Debian based systems utilize the Debian Package Manager.  Various command line utilities are available such as aptitude and apt-get which will source packages from standard Debian installation sources and check for dependencies.

->apt-get update

->apt-get upgrade

->apt-get install
 

Without the use of a package manager you will need to download source files then config and make software packages to update your system manually with a local compiler.

Ensure that system time is correct and synchronized to a reliable time source

Show system date and time
>date

To setup a time server edit /etc/ntp.conf
Enter a line for each time source as follows

server ntpserver.name.com
Replace “ntpserver.name.com” with a time server or pool address that you choose.

Enable system logging and audit log files

System logging is an important piece to system hardening and security.  Proper configuration and auditing of log files is recommended.  On Linux there are various different log software daemons.  Syslog, syslog-ng and rsyslog are the commonly included logging utilities with Linux distributions. 

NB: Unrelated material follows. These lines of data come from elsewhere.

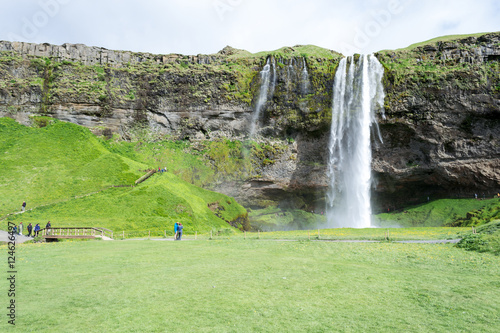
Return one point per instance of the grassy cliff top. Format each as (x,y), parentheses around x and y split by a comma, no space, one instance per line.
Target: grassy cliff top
(447,38)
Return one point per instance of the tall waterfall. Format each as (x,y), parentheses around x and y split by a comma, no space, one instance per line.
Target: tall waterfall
(357,95)
(265,78)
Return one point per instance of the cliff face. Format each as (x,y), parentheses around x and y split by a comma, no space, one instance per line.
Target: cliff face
(440,135)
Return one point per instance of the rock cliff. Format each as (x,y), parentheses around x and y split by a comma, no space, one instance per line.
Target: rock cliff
(440,135)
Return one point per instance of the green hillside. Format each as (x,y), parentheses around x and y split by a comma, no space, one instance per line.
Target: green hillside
(66,175)
(436,213)
(55,162)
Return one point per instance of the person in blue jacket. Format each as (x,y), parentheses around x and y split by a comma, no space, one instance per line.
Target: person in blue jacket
(179,231)
(37,230)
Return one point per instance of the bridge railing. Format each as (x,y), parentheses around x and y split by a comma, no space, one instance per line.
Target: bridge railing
(76,231)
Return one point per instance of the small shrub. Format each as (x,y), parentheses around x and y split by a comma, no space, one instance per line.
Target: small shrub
(472,242)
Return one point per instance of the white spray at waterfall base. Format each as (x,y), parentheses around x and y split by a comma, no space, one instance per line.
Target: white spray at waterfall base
(357,96)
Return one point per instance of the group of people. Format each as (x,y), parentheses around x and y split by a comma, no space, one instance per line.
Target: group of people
(19,229)
(178,227)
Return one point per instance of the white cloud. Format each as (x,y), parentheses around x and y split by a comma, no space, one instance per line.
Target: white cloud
(206,26)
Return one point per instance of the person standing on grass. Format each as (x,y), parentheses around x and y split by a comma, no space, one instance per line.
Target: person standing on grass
(179,231)
(47,228)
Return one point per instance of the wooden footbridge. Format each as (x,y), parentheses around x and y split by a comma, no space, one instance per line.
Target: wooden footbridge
(76,233)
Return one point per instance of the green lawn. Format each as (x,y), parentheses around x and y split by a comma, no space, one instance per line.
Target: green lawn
(253,286)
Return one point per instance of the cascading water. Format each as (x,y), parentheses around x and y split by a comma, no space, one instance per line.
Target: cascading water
(265,79)
(357,95)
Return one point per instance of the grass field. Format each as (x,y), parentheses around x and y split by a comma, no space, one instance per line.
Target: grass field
(253,286)
(65,174)
(435,213)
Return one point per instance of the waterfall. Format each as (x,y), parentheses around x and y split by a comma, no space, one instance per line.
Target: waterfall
(357,95)
(265,79)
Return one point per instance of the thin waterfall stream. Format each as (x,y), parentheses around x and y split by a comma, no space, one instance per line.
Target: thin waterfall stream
(357,96)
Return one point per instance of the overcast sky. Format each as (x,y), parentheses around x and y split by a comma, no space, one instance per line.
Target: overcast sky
(206,26)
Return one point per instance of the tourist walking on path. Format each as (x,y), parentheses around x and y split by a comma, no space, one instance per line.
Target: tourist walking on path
(37,230)
(179,231)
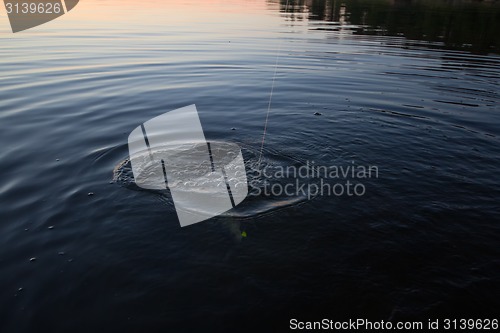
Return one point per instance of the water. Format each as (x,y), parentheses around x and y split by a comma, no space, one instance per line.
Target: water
(409,87)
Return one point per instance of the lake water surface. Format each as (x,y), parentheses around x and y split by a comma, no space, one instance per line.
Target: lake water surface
(410,87)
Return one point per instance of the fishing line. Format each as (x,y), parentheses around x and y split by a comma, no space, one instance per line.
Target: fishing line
(278,54)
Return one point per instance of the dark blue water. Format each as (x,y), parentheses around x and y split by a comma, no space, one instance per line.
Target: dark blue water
(420,102)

Permissions should be set for log files so that root is owner and they are not available to standard users.  Also, you should configure system log files to be sent or copied to a trusted centralized location so that they are tamper resistant.  When attackers breach a system they can cover their tracks or wreak havoc on your log files to make it hard to determine what or how they accessed it.

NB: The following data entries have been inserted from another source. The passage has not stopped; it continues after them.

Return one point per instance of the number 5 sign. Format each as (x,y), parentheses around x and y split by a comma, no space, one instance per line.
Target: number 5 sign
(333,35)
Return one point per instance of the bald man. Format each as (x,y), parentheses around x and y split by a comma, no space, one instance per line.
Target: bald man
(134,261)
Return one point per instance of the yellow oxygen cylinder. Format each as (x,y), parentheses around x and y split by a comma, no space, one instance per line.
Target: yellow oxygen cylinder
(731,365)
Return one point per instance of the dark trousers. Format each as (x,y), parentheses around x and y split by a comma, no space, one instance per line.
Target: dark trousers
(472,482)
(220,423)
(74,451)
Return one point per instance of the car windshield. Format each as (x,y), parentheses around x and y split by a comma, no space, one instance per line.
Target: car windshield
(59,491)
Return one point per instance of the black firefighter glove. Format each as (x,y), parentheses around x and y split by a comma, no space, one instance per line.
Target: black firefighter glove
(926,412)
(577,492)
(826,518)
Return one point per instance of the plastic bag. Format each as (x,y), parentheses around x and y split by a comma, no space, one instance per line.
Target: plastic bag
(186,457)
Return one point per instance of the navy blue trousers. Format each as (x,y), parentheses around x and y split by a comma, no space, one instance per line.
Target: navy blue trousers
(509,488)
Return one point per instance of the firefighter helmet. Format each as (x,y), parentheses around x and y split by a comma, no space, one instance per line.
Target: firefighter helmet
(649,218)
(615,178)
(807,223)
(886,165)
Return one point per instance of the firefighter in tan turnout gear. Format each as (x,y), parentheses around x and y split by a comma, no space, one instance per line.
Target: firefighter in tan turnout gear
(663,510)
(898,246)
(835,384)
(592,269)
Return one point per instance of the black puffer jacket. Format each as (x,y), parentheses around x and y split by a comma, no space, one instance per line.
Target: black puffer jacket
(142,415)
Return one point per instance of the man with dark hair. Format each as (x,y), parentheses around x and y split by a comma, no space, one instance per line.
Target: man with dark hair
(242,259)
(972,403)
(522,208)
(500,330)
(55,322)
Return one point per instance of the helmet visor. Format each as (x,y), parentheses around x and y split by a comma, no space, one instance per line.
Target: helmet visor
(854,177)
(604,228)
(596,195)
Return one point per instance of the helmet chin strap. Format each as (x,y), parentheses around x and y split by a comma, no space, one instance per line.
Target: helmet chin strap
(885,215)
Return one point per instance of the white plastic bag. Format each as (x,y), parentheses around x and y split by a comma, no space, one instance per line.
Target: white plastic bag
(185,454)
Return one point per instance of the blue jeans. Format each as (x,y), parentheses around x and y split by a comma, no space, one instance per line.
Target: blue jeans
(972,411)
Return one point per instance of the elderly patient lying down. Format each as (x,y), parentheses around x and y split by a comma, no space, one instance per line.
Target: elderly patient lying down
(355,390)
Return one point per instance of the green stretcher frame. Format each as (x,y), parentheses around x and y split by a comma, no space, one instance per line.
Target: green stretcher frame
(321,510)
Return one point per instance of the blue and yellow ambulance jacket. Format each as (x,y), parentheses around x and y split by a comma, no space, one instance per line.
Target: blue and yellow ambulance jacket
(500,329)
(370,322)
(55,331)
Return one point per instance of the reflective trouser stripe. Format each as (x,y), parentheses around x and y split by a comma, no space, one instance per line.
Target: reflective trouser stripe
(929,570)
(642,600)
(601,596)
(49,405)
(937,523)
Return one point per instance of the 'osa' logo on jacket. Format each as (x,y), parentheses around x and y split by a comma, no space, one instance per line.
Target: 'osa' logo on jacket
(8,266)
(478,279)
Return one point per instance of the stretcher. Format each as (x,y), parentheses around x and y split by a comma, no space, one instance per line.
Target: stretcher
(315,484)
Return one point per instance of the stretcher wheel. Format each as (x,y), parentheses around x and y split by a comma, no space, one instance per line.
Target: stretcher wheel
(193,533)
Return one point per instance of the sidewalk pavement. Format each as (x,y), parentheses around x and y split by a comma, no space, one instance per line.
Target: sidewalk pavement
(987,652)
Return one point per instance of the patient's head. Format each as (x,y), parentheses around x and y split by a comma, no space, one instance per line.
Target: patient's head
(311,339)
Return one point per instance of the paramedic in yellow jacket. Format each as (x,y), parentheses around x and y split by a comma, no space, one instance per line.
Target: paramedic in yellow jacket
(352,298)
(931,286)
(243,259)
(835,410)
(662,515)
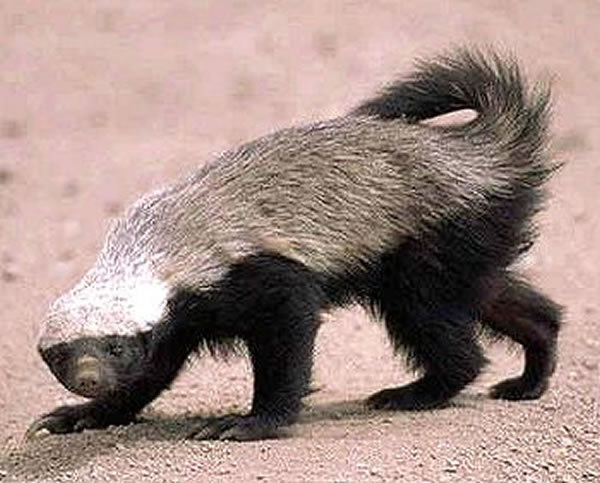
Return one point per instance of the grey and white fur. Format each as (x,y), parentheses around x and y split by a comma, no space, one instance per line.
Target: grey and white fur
(420,223)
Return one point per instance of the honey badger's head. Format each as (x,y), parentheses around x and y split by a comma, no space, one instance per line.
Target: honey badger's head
(100,334)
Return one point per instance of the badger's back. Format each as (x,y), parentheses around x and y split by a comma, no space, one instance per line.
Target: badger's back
(335,194)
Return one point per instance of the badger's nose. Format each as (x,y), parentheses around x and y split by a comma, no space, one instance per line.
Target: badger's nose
(86,377)
(74,366)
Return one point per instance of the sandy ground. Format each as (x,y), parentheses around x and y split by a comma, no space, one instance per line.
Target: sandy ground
(101,103)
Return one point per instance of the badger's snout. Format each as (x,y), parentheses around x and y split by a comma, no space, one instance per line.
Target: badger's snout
(80,367)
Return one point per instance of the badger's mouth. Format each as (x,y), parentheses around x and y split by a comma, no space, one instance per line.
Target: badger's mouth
(95,367)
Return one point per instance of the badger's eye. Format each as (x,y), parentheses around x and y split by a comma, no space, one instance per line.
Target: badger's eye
(114,349)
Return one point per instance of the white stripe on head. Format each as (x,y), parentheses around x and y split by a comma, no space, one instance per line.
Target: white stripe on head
(100,306)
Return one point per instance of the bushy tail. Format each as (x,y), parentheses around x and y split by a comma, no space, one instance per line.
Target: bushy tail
(512,118)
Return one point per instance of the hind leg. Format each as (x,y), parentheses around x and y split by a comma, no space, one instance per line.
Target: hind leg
(442,344)
(530,318)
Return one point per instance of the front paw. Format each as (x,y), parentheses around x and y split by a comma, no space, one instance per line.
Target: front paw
(235,428)
(72,419)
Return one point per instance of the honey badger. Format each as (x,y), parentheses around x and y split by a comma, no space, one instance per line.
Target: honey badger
(419,223)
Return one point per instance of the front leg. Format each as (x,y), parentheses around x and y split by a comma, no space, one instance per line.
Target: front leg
(279,301)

The configuration files for these logging daemons are located in /etc and the default log file repositories are in /var/log.

/etc/syslog.conf
/etc/rsyslog.conf

There are many commercial and open source software packages for collecting and auditing log files.  Many of these packages allow you to create alerts as well as provide more friendly filters to make viewing less tedious.  Server logs should be checked on a regular basis and can help troubleshoot other system problems. 

Lockdown file system security and permissions

To list file permissions and owner
->ls -l

Utilize the chmod command to set file system permissions.  Ensure that the following files are owned by root with their perspective permissions.

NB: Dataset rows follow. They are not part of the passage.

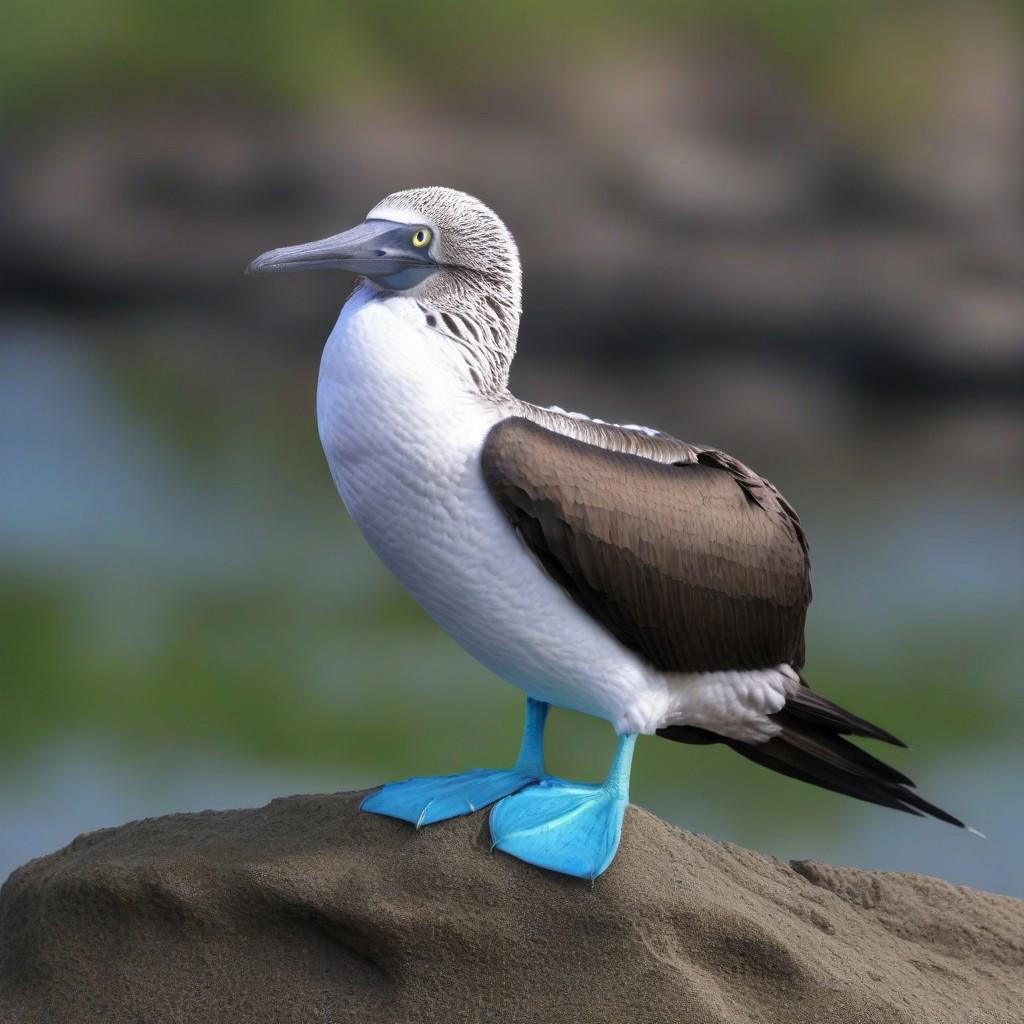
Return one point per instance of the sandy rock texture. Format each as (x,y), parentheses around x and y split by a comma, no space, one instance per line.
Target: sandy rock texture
(306,910)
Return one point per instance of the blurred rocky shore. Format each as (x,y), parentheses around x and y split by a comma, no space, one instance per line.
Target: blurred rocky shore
(690,229)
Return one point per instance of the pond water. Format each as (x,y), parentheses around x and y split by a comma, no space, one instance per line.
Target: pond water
(190,622)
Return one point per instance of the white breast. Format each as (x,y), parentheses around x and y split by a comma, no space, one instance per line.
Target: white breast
(402,427)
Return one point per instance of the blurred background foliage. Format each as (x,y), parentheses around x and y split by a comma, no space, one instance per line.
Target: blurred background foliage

/etc/passwd set to rw-r–r–
/etc/group set to rw-r–r–
/etc/fstab set to -rw-r–r–
/etc/shadow set to r——–

The chmod command is a utility built into the command shell to manage file permissions and ownership.   See man chmod for symbolic and numeric usage options.  Also see http://ss64.com/bash/chmod.html as a good tool for understanding and converting mod permissions on files and directories.

Set cron permissions to allow only root to add cron jobs.
create/etc/cron.allow and /etc/at.allow with root as the owner and permission set to r——–
root should be the only text in these files.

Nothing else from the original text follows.